Not a bad idea. The FX Rasterisation is about 10-20% faster than my current algorithm, so I'd have to test if there is much improvement through the additional overhead when selecting the method. I've optimised my method quite a lot, the frame rate is about 15-20fps which is playable, but I'd love to make it faster. I'll definitely look into it.

I've studied the DOS version audio a bit more (which is the data I'm using), the samples are Signed 8-bit PCM 11khz mono. The game has opcodes for sfx and also for a simplified mod-tracker style music. Should be able to play pretty fast I'd expect, I think I only need to pipe in about 200 bytes per interrupt at most if my maths is correct which would lose me only about 500-1000 cycles at most per 60hz.

the Apple IIGS port

I considered looking at it and the SNES version too, but the architecture is still quite different (especially the SNES) when it comes to optimisation and graphics, and given that both versions are 16-bit I decided they're probably not too helpful.

My version might actually be the first 8-bit version! (Although I saw a C64 version someone posted on Youtube years ago - not sure if it's real).

I'm getting really close to having something fully playable now, I will release the game for free (minus the assets) in the next few months. I don't get a lot of time to work on it unfortunately.

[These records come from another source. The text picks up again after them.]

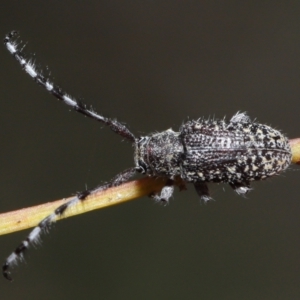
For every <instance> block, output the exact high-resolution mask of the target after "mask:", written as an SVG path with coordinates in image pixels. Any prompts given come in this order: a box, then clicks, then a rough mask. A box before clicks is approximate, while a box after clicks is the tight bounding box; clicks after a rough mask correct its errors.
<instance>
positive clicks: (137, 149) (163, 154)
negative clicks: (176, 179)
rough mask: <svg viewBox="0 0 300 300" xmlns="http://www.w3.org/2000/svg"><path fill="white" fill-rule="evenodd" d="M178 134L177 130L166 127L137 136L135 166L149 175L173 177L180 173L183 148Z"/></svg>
mask: <svg viewBox="0 0 300 300" xmlns="http://www.w3.org/2000/svg"><path fill="white" fill-rule="evenodd" d="M179 135H180V133H179V132H174V131H173V130H172V129H168V130H166V131H163V132H160V133H155V134H153V135H150V136H144V137H141V138H139V139H138V140H137V142H136V149H135V164H136V167H138V168H140V169H142V170H143V171H142V173H146V174H148V175H150V176H156V175H157V176H167V177H168V178H174V176H176V175H180V165H181V160H182V159H181V158H182V155H183V152H184V149H183V145H182V142H181V140H180V136H179Z"/></svg>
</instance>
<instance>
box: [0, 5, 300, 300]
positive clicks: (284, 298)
mask: <svg viewBox="0 0 300 300" xmlns="http://www.w3.org/2000/svg"><path fill="white" fill-rule="evenodd" d="M0 17H1V21H0V33H1V36H2V37H4V36H5V34H6V33H7V32H9V31H10V30H12V29H17V30H19V31H20V33H21V40H22V41H23V42H28V44H27V46H26V48H25V50H26V52H27V53H28V56H29V57H32V59H33V61H36V63H37V66H38V68H39V69H42V70H43V71H44V74H48V73H50V76H51V78H52V79H53V80H54V81H55V82H56V83H58V84H59V85H60V86H61V87H63V88H64V89H65V90H66V91H68V92H69V93H70V94H72V95H73V96H76V97H78V98H80V99H82V100H83V101H84V102H86V103H88V104H91V105H92V106H93V107H94V108H95V109H96V110H97V111H98V112H100V113H103V114H104V115H106V116H111V117H117V118H118V119H119V120H121V121H124V122H126V124H128V125H129V127H130V129H131V130H132V131H133V132H134V133H135V134H136V135H142V134H147V133H150V132H155V131H162V130H165V129H167V128H170V127H172V128H173V129H174V130H176V129H178V128H179V126H180V125H181V124H182V122H184V121H186V120H187V119H188V118H190V119H194V118H199V117H202V116H205V117H209V116H211V117H212V116H215V117H219V118H222V117H224V116H226V117H227V118H230V117H231V116H232V115H233V114H235V113H236V112H237V111H247V112H248V113H249V115H250V116H251V117H252V118H257V120H259V121H260V122H262V123H266V124H271V125H272V126H274V127H275V128H278V129H281V130H282V131H283V132H284V133H286V134H287V135H288V136H289V137H291V138H292V137H299V136H300V129H299V98H300V84H299V83H300V81H299V78H300V2H299V1H287V2H286V1H281V2H280V1H277V2H276V1H275V2H274V1H49V2H45V1H29V2H28V1H23V2H21V1H5V0H4V1H2V2H1V12H0ZM0 62H1V68H0V72H1V80H0V93H1V98H0V103H1V117H0V135H1V148H0V149H1V150H0V151H1V152H0V160H1V162H0V165H1V168H0V185H1V188H0V191H1V192H0V199H1V201H0V210H1V212H6V211H10V210H15V209H19V208H22V207H28V206H32V205H36V204H40V203H44V202H47V201H53V200H56V199H60V198H63V197H68V196H70V195H72V194H73V193H75V192H77V191H81V190H83V189H84V188H85V187H86V186H87V187H89V188H91V187H94V186H96V185H97V184H99V183H101V182H103V181H105V180H108V179H110V178H112V177H113V176H114V175H115V174H117V173H118V172H120V171H122V170H123V169H125V168H127V167H130V166H132V165H133V158H132V156H133V153H132V147H131V145H130V144H129V143H127V142H122V140H121V139H120V137H118V136H117V135H114V134H113V133H112V132H111V131H110V130H108V129H107V128H102V127H103V126H101V125H99V124H98V123H97V122H94V121H92V120H89V119H87V118H84V117H82V116H81V115H79V114H76V113H74V112H69V109H68V108H67V107H65V106H64V105H63V104H61V103H59V102H58V101H56V100H55V99H53V97H51V96H50V95H48V94H47V93H46V92H45V91H44V90H43V89H42V88H40V87H38V86H37V85H36V84H35V83H34V82H33V81H32V80H31V79H30V78H29V77H28V76H27V75H26V74H25V73H24V72H23V71H22V70H21V68H20V66H19V65H18V64H17V63H16V61H14V59H13V58H12V57H11V56H10V55H9V53H8V51H6V49H5V47H4V46H3V47H0ZM47 66H48V67H49V68H48V69H47ZM297 171H298V170H297V167H292V168H291V169H290V170H288V171H287V172H285V173H284V174H282V175H280V176H278V177H276V178H273V179H271V180H268V181H265V182H261V183H257V184H254V185H253V187H254V190H253V191H252V192H251V193H250V194H249V195H248V196H247V197H246V198H242V197H238V196H237V195H236V194H235V193H234V192H233V191H232V190H231V189H230V188H229V187H227V186H225V185H210V189H211V193H212V196H213V198H214V199H215V200H216V201H212V202H209V203H208V204H207V205H204V204H203V203H202V204H201V203H200V200H199V199H198V196H197V195H196V193H195V192H194V189H193V187H192V186H188V191H185V192H180V193H179V192H178V191H176V193H175V195H174V199H172V200H171V203H170V205H169V206H166V207H163V206H160V205H157V204H155V203H154V202H153V201H152V200H151V199H149V198H147V197H145V198H143V199H138V200H135V201H132V202H130V203H127V204H123V205H119V206H115V207H111V208H107V209H103V210H99V211H94V212H91V213H87V214H85V215H81V216H77V217H75V218H70V219H68V220H64V221H61V222H59V223H57V224H56V225H55V226H54V228H53V229H52V230H51V232H50V233H49V234H48V235H47V236H44V237H43V241H42V243H41V246H39V247H37V248H38V250H35V249H31V250H30V251H29V252H28V255H26V262H27V263H26V264H21V265H20V266H19V267H18V268H16V269H15V271H14V273H13V275H14V278H15V281H14V282H13V283H12V284H10V283H9V282H7V281H5V280H4V279H1V278H0V289H1V299H56V300H59V299H83V298H85V299H264V300H266V299H285V300H286V299H299V298H300V259H299V252H300V220H299V216H300V202H299V177H300V173H299V172H297ZM27 233H28V232H25V231H23V232H19V233H15V234H10V235H7V236H1V237H0V258H1V259H2V261H4V259H5V257H6V256H7V255H8V254H10V253H11V251H12V250H14V248H15V247H16V246H17V245H18V244H19V242H20V241H21V240H22V238H24V237H25V236H26V234H27Z"/></svg>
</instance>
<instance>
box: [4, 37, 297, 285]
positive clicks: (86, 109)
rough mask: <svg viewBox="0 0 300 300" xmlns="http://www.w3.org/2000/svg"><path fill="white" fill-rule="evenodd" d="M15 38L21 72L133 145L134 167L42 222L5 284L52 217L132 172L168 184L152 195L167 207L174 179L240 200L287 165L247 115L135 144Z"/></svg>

The only things not working now are bugs. I really appreciate the talent of programmers back in the day, it kills me to not have any decent modern debugging tools. I'm resigned to alternating between the VERA monitor on box16, or the debugger in x16emu. I waste a lot of time trying to find bugs.
I also discovered recently the game does use 4 back buffers, not 3 as I originally thought. I still have just enough VRAM, but I lose about 8 pixels at the bottom and also Tile Mode for text, so I'll be implementing that separately. I'll try to chase down the original Amiga font for authenticity

Still outstanding:
- re-writing and merging my sound tests into the main code
- write a music player
- fixing opcode bugs - I think it's in the conditional stuff
- polygon scaling bug - my fixed point maths appears correct, but it's not scaling correctly.
- intialisation code - the game needs to decompress the data files before using them
- finalise input - keyboard, and joystick.

As I learn new things about the CX16 and 65c02 assembly, I've been putting it into the game. Things like macros, and jump tables etc. I wrote a macro that will let me set the game resolution to test out different speeds. Very handy.

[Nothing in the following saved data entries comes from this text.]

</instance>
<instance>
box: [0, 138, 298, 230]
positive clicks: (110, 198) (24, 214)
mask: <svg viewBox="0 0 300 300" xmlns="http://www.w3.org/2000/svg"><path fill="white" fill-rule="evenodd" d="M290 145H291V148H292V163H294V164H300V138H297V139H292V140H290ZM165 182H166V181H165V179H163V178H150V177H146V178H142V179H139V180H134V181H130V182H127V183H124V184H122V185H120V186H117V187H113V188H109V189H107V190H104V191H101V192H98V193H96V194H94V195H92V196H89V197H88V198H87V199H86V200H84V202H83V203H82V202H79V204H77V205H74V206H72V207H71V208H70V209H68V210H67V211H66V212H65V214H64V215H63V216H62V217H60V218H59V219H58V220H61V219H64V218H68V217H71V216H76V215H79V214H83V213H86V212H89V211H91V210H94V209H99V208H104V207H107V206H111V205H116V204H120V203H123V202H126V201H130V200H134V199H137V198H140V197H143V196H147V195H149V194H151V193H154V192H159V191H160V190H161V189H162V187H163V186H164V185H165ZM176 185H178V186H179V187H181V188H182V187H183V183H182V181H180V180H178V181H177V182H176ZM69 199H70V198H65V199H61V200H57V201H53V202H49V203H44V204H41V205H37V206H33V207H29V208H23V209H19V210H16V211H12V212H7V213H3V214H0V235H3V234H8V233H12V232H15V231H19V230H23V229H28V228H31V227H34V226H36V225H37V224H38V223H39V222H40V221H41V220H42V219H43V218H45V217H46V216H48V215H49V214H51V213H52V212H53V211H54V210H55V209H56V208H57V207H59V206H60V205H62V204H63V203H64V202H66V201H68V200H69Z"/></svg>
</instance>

It's been a really fun exercise so far and I've learned a lot! I also have another original project I've started for the X16 which should be a unique game for the platform I hope.
Here is an obligatory GIF update - note the improved resolution, the graphics are probably 95% accurate now. There are a few artifacts etc but those are bugs in opcodes, not the drawing routines. It's a lot faster now too if you compare it to the previous ones.